The paper in question presents SegCLIP, a model designed to tackle the challenge of open-vocabulary semantic segmentation by leveraging the capabilities of the CLIP (Contrastive Language-Image Pre-training) framework. The SegCLIP framework innovatively integrates Vision Transformer (ViT) architectures with a specially designed semantic grouping module, enabling the segmentation of images into semantic regions guided by learnable centers. This proposal is significant in the context of bypassing traditional annotation-heavy processes, achieving segmentation through image-text pairs without pixel-level annotations.

Model Architecture and Training

SegCLIP builds on a dual-encoder approach, comprising a text encoder and an image encoder. Unlike previous models that rely on segmentation decoders or proposal masking frameworks, SegCLIP introduces a semantic group module within the image encoder. This module utilizes a series of cross-attention layers to dynamically allocate learnable centers that aggregate patches into broader semantic regions, effectively transforming pixel-level representations into structured segments. This approach aligns with the CLIP training paradigm but extends its utility to pixel-level tasks.

The training of SegCLIP involves multiple loss functions tailored to enhance visual representation. It integrates a reconstruction loss akin to methodologies observed in Masked Autoencoders (MAE), designed to recover masked patches and strengthen the contextual integrity of visual features. Additionally, a superpixel-based KL divergence loss ensures coherence in the mapping matrix by encouraging consistency within pixel-level superpixel regions derived from unsupervised segmentation. These auxiliary losses are stacked with a traditional contrastive loss to train the model on datasets like Conceptual Captions and COCO, showcasing strong segmentation capabilities without direct segmentation labels.

Experimental Validation

The experimental evaluations show SegCLIP's competency on standard semantic segmentation datasets such as PASCAL VOC 2012, PASCAL Context, and COCO. SegCLIP demonstrates improvements over baseline methods, yielding gains of up to +0.3\% on the VOC dataset and notable performance surges of +2.3\% on Context and +2.2\% on COCO. Particularly, the alignment feature of the model ensures adaptation across arbitrary categories, offering a versatile framework for diverse segmentation tasks beyond curated datasets.

Implications and Future Directions

Practically, SegCLIP's approach removes the dependency on expansive labeled datasets, moving towards scalable, label-efficient semantic segmentation methods powered by text-image pair pre-training. This efficiency opens pathways for deploying semantic segmentation across various domains where obtaining labeled data is challenging. Theoretically, SegCLIP underscores the possible trajectory of AI models to transform class-based tasks into open-domain problems, integrating visual understanding with LLMs.

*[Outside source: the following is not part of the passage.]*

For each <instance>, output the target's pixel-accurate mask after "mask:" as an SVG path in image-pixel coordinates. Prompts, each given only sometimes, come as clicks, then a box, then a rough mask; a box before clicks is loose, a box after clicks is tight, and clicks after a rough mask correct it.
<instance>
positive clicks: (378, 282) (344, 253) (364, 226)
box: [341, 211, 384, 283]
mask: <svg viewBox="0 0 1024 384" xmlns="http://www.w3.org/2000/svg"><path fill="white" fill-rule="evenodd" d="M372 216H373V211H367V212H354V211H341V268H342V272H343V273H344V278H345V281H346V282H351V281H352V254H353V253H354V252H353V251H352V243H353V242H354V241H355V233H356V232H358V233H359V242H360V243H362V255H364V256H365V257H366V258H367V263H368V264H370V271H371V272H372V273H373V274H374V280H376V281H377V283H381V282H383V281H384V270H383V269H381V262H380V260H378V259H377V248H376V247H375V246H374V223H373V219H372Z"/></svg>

Future explorations could improve SegCLIP by reducing patch sizes, which can lead to more precise segment boundaries. Additionally, fostering end-to-end training mechanisms and harnessing expansive datasets through post-pretraining can further potentiate SegCLIP’s capabilities. This work contributes significantly to ongoing research in vision-LLMs, offering a scalable architecture that balances theoretical innovation with practical applicability.